Avec quelques années de recul, il apparaît que ce sont ces origines « scientifiquement cosmopolites » qui ont donné à la théorie toute sa richesse et sa beauté, en même temps que se dessinaient ses vastes domaines d'application.

1. La musique des mathématiques

La partition de Fourier

Les ondelettes, ces notes mathématiques, sont à comparer aux sinusoïdes sur lesquelles repose l'analyse de Fourier (ou analyse spectrale) usuelle.Dans un certain sens, une sinusoïde est une note totalement idéalisée, associée à une fréquence « infiniment pure », mais à laquelle on ne saurait affecter de notion temporelle précise (instant de départ, durée) : une sinusoïde n'a ni début ni fin.

L'analyse de Fourier nous enseigne qu'un signal quelconque peut s'écrire comme une somme de telles sinusoï•des, de fréquences et d'amplitudes variables. Un signal est entièrement caractérisé par l'ensemble des amplitudes des sinusoïdes, qui forme ce que l'on appelle sa « transformée de Fourier ». La transformée de Fourier est porteuse de précieuses informations sur le signal analysé ; elle contient en fait toutes les informations disponibles. On sait par exemple que, si elle n'a que de faibles valeurs pour des valeurs élevées de la variable de fréquence, cela signifie que le signal varie lentement. Inversement, si elle prend des valeurs importantes pour les hautes fréquences, le signal contient une quantité non négligeable de hautes fréquences, et donc varie rapidement, au moins dans certaines zones. Et c'est précisément là que nous touchons du doigt l'une des limitations importantes de l'analyse de Fourier usuelle.

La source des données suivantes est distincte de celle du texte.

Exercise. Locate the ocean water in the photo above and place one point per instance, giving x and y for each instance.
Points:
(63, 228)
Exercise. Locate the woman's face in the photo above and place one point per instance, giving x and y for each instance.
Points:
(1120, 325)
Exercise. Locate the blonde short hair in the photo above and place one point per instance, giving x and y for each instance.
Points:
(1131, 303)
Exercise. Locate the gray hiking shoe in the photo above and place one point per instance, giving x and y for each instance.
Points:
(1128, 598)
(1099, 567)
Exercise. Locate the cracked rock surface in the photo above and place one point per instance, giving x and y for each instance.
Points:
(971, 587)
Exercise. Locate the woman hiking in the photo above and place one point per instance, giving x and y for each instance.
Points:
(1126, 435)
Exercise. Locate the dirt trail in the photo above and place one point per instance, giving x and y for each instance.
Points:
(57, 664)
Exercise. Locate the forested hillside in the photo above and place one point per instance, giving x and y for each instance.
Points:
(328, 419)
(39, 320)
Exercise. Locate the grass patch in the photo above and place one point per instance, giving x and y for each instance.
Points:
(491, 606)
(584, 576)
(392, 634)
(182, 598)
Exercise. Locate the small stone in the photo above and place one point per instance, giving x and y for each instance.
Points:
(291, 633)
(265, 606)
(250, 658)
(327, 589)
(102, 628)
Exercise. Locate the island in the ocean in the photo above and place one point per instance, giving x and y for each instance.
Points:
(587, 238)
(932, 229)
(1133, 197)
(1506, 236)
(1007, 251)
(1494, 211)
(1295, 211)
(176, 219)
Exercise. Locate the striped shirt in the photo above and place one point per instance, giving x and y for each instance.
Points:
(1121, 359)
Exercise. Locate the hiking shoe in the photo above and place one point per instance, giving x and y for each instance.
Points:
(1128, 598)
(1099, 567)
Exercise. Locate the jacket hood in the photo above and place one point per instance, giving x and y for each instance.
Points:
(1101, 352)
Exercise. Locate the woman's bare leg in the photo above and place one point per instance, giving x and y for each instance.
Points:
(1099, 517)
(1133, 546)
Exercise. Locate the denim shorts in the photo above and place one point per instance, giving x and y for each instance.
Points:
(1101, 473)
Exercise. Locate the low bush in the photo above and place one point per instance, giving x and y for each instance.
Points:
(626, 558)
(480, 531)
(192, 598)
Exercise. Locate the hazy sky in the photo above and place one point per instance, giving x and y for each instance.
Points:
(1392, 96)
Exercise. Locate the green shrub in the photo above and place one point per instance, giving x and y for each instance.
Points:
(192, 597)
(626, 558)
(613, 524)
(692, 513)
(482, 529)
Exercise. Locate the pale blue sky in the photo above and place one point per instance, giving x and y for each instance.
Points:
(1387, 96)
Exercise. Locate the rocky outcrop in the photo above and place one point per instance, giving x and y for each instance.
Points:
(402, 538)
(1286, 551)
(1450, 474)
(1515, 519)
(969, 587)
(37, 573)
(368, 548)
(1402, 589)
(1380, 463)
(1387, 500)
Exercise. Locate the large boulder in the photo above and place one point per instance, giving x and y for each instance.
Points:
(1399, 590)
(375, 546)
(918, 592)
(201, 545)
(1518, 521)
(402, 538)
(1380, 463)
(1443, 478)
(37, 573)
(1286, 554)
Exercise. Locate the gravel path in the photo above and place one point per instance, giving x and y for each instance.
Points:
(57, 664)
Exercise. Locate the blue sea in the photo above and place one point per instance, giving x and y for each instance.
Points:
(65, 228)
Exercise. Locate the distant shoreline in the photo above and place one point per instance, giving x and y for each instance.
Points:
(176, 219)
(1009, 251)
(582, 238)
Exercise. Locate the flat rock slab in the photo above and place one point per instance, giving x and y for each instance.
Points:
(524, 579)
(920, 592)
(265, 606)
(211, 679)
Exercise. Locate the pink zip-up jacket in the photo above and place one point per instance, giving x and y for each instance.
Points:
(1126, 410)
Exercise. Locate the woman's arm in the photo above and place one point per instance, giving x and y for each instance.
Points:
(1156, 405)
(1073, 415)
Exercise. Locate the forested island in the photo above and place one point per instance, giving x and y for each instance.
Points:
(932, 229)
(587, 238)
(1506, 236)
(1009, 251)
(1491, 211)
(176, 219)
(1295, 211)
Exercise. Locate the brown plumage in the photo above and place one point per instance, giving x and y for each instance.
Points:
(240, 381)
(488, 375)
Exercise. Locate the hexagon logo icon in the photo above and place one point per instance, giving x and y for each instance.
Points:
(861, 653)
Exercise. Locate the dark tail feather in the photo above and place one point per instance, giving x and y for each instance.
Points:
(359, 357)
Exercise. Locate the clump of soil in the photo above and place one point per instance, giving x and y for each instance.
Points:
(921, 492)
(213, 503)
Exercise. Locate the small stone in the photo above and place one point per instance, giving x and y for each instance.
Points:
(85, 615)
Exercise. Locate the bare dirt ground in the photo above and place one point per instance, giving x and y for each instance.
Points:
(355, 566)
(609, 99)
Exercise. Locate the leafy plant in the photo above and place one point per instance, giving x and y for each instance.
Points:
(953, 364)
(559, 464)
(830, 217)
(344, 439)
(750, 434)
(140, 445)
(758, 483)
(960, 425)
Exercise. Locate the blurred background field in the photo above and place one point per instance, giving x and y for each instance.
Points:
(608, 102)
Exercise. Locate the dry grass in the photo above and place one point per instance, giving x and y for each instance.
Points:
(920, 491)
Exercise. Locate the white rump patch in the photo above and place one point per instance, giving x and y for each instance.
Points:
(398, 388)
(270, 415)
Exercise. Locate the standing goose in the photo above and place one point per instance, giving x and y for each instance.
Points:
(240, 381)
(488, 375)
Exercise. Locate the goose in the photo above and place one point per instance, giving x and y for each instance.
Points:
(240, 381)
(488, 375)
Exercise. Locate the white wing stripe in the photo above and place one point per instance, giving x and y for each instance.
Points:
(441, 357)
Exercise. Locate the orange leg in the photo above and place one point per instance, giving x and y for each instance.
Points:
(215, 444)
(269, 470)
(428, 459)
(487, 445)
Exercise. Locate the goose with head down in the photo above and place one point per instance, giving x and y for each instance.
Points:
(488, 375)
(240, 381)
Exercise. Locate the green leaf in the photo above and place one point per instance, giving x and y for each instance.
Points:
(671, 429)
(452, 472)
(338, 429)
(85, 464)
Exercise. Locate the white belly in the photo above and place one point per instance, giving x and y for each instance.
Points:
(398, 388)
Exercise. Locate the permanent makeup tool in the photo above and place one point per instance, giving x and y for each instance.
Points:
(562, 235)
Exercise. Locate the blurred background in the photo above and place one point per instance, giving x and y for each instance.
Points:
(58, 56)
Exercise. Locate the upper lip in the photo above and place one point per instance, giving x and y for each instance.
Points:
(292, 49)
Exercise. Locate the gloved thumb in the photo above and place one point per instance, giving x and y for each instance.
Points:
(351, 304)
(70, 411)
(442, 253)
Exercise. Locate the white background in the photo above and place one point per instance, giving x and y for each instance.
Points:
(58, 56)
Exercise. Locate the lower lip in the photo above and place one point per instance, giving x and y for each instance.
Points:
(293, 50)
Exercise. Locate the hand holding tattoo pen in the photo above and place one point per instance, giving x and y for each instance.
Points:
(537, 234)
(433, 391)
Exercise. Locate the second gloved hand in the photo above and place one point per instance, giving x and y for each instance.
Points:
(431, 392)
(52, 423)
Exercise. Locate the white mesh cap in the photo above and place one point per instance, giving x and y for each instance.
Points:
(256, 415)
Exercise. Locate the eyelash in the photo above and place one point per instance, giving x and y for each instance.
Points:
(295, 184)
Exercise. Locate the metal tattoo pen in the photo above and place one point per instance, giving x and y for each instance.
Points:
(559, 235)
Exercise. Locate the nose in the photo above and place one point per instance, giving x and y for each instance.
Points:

La transformée de Fourier du signal est incapable de localiser les portions du signal dans lesquelles les variations sont rapides ainsi que celles où elles sont lentes.

La partition de Gabor

Un prototype d'analyse par ondelettes avait été proposé au milieu des années 1940 par le physicien Dennis Gabor, qui en 1971 reçut le prix Nobel de physique pour ses travaux sur l'holographie. Gabor suggérait de rendre locale l'analyse de Fourier, en s'aidant de « fenêtres ». Une fenêtre est une fonction régulière, lentement variable et bien localisée, ce qui signifie qu'elle est nulle en dehors d'une certaine zone, qui constitue son support. En multipliant la fonction étudiée par une fenêtre, on en obtient une version « locale », dont on peut déterminer le contenu fréquentiel par analyse de Fourier classique. On renouvelle alors l'opération en déplaçant la fenêtre d'analyse. L'ensemble de ces transformées de Fourier ainsi localisées forme la transformée de Gabor du signal, elle fournit donc une analyse fréquentielle locale.

Cette opération est toutefois loin d'être innocente. Nous nous heurtons ici à une barrière infranchissable, connue sous le nom d'inégalités de Heisenberg, que l'on peut exprimer ainsi : ce que nous avons gagné en localité, en précision temporelle, est irrémédiablement perdu en précision sur les fréquences. En d'autres termes, en cherchant à préciser les notions temporelles, nous avons rendu floues les notions fréquentielles. Cette incertitude, pour limitante qu'elle soit, fait aussi la substance et la saveur de cette nouvelle problématique qu'est l'analyse temps-fréquence : il revient à l'utilisateur de décider quelle est la part de précision temporelle et de précision fréquentielle dont il a besoin.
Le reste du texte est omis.